Julia: What are some other things that you think are shifts that people need to make when it comes to thinking about social?

Tami: I think the word ‘authenticity’ gets thrown around so much right now. I think one of the misconceptions about authenticity is that you have to air all of your dirty laundry, and that you have to share all of the behind the scenes and all the things, and that’s just not true. Being authentic on social doesn’t mean that you have to show everything.

Julia: How do you advise your clients when they are worried about that?

Tami: I ask them to take a look at who they follow and resonate with online, and when they think of that, it’s usually like, oh, they’re just sharing some things that relate to business. Like they’re sharing their take on a keynote that they gave. Not always kids.

Julia: I had a friend who is this micro-influencer. There was somebody who followed her in person, and she was like it was fascinating, because she’s like, “That person feels like they know me, but they don’t.” Because she’s very private about some things and they’re very open about other things. And so, it was just really fascinating being able to hear her because she was like, “They feel like they know me. My followers, we are connected, but that’s not because I share everything.”

Tami: Yeah. That’s interesting. The other thing I think is that a lot of people that I interviewed hate social media, but they know they have to be on it. That’s a common thing; we know you hate social, so do we, sometimes. Most people hate social because they feel like it’s fake. So getting out of that mindset in that you’re not adding to the noise of fakeness, means you have to be more authentic, which means that you do have to share a little bit more or not be as polished.

Julia: I also think that that’s even where social media is moving towards. For a long time, it was very trendy to have a perfect grid. There are some brands that that’s important. Like you go onto Pantone’s social grid, and it is perfect.

Tami: Well that, and designers, and photographers.

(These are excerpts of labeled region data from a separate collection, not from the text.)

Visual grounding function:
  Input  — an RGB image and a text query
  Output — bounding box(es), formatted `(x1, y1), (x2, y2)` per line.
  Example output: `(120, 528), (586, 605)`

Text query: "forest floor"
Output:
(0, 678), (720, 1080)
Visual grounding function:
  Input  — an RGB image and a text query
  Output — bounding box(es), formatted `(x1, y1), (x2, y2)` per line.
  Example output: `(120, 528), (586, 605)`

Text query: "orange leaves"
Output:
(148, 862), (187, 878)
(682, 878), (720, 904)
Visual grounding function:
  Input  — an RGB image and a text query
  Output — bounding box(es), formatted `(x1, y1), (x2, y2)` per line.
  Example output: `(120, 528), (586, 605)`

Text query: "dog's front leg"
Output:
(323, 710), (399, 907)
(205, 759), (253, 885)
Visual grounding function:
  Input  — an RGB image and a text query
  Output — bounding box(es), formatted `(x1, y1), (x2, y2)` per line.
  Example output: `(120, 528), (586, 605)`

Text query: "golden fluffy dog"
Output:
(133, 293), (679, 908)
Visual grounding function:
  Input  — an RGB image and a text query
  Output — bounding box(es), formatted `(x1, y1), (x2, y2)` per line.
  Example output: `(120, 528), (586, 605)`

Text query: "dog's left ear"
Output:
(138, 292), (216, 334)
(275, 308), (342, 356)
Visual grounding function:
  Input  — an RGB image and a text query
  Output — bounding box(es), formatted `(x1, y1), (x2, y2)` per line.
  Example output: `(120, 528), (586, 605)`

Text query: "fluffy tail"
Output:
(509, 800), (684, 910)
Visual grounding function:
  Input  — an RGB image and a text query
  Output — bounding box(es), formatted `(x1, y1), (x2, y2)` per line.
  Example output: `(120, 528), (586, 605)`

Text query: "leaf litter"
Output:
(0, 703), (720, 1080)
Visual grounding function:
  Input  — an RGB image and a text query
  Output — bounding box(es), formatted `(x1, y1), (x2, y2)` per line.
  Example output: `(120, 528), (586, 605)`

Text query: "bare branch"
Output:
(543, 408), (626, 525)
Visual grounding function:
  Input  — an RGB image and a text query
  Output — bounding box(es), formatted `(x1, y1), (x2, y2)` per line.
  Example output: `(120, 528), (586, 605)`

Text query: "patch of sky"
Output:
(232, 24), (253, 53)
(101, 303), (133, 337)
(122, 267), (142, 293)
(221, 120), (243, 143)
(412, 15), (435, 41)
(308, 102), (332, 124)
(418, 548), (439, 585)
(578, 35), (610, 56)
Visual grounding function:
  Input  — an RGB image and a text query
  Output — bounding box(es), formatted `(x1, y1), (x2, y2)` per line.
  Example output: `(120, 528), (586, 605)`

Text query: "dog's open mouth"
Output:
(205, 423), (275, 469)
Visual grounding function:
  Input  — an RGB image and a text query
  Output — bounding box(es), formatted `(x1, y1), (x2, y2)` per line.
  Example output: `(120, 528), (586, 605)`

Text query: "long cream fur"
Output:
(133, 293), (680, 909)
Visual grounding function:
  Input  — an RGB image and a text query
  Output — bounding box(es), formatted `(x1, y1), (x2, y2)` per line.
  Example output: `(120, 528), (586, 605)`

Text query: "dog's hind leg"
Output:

Julia: But the average business doesn’t have to have a perfect grid. The content that resonates with people is the part that’s gonna be most human or most authentic.

Tami: Yeah. A little bit more imperfect.

Julia: Yeah, for sure! Any other things that you have found as roadblocks that people struggle with?

Tami: When I was talking to a few of the people that I decided to interview one-on-one, people were afraid of the hard sell. They don’t feel salesy. Another big reason about social was that they hadn’t had to use it yet to grow their network because most of the small businesses start with the network that they have direct influence with. So word of mouth happens, but when word of mouth starts to die down, then people start to panic and jump to social. A lot of people think with a really robust social campaign, you’ll save your business.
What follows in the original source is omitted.